Department of Pathology, University of Pittsburgh Medical Center, Pittsburgh, PA, USA.
Department of Pathology, Henry Ford Health System, Detroit, MI, USA.
Mod Pathol. 2020 Sep;33(9):1832-1843. doi: 10.1038/s41379-020-0560-x. Epub 2020 May 6.
Mutations in RAS occur in 30-50% of metastatic colorectal carcinomas (mCRCs) and correlate with resistance to anti-EGFR therapy. Consequently, mCRC biomarker guidelines state RAS mutational testing should be performed when considering EGFR inhibitor treatment. However, a small subset of mCRCs are reported to harbor RAS amplification. In order to elucidate the clinicopathologic features and anti-EGFR treatment response associated with RAS amplification, we retrospectively reviewed a large cohort of mCRC patients that underwent targeted next-generation sequencing and copy number analysis for KRAS, NRAS, HRAS, BRAF, and PIK3CA. Molecular testing was performed on 1286 consecutive mCRC from 1271 patients as part of routine clinical care, and results were correlated with clinicopathologic findings, mismatch repair (MMR) status and follow-up. RAS amplification was detected in 22 (2%) mCRCs and included: KRAS, NRAS, and HRAS for 15, 5, and 2 cases, respectively (6-21 gene copies). Patients with a KRAS-amplified mCRC were more likely to report a history of inflammatory bowel disease (p < 0.001). In contrast, mutations in KRAS were associated with older patient age, right-sided colonic origin, low-grade differentiation, mucinous histology, and MMR proficiency (p ≤ 0.017). Four patients with a KRAS-amplified mCRC and no concomitant RAS/BRAF/PIK3CA mutations received EGFR inhibitor-based therapy, and none demonstrated a clinicoradiographic response. The therapeutic impact of RAS amplification was further evaluated using a separate, multi-institutional cohort of 23 patients. Eight of 23 patients with KRAS-amplified mCRC received anti-EGFR therapy and all 8 patients exhibited disease progression on treatment. Although the number of KRAS-amplified mCRCs is limited, our data suggest the clinicopathologic features associated with mCRC harboring a KRAS amplification are distinct from those associated with a KRAS mutation. However, both alterations seem to confer EGFR inhibitor resistance and, therefore, RAS testing to include copy number analyses may be of consideration in the treatment of mCRC.

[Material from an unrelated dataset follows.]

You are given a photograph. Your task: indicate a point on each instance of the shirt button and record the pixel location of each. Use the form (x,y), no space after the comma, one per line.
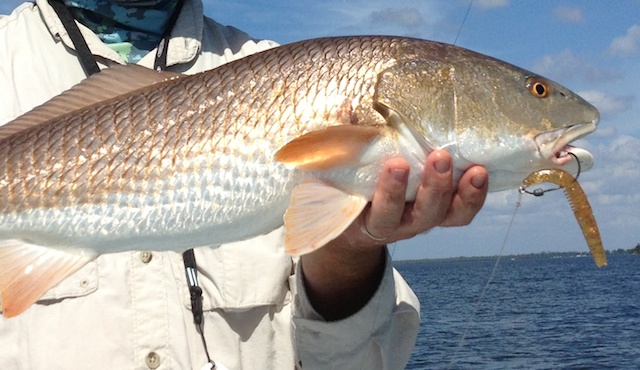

RAS 突变发生在 30-50%的转移性结直肠癌(mCRC)中,与抗 EGFR 治疗的耐药性相关。因此,mCRC 生物标志物指南规定,在考虑 EGFR 抑制剂治疗时应进行 RAS 突变检测。然而,据报道,一小部分 mCRC 存在 RAS 扩增。为了阐明与 RAS 扩增相关的临床病理特征和抗 EGFR 治疗反应,我们回顾性分析了一组接受 KRAS、NRAS、HRAS、BRAF 和 PIK3CA 靶向下一代测序和拷贝数分析的大型 mCRC 患者队列。作为常规临床护理的一部分,对 1271 名患者中的 1286 例连续 mCRC 进行了分子检测,结果与临床病理发现、错配修复(MMR)状态和随访相关。在 22 例(2%)mCRC 中检测到 RAS 扩增,分别包括 15、5 和 2 例 KRAS、NRAS 和 HRAS(6-21 个基因拷贝)。患有 KRAS 扩增 mCRC 的患者更有可能报告炎症性肠病病史(p<0.001)。相比之下,KRAS 突变与患者年龄较大、结肠右侧起源、低分化、黏液组织学和 MMR 熟练程度相关(p≤0.017)。4 例 KRAS 扩增 mCRC 患者无伴发 RAS/BRAF/PIK3CA 突变,接受 EGFR 抑制剂治疗,均未显示临床影像学反应。使用另一组 23 例多机构患者队列进一步评估了 RAS 扩增的治疗影响。23 例 KRAS 扩增 mCRC 患者中有 8 例接受了抗 EGFR 治疗,所有 8 例患者在治疗过程中均出现疾病进展。尽管 KRAS 扩增 mCRC 的数量有限,但我们的数据表明,与携带 KRAS 扩增的 mCRC 相关的临床病理特征与与 KRAS 突变相关的特征不同。然而,这两种改变似乎都赋予了 EGFR 抑制剂耐药性,因此,在 mCRC 的治疗中可能需要进行 RAS 检测,包括拷贝数分析。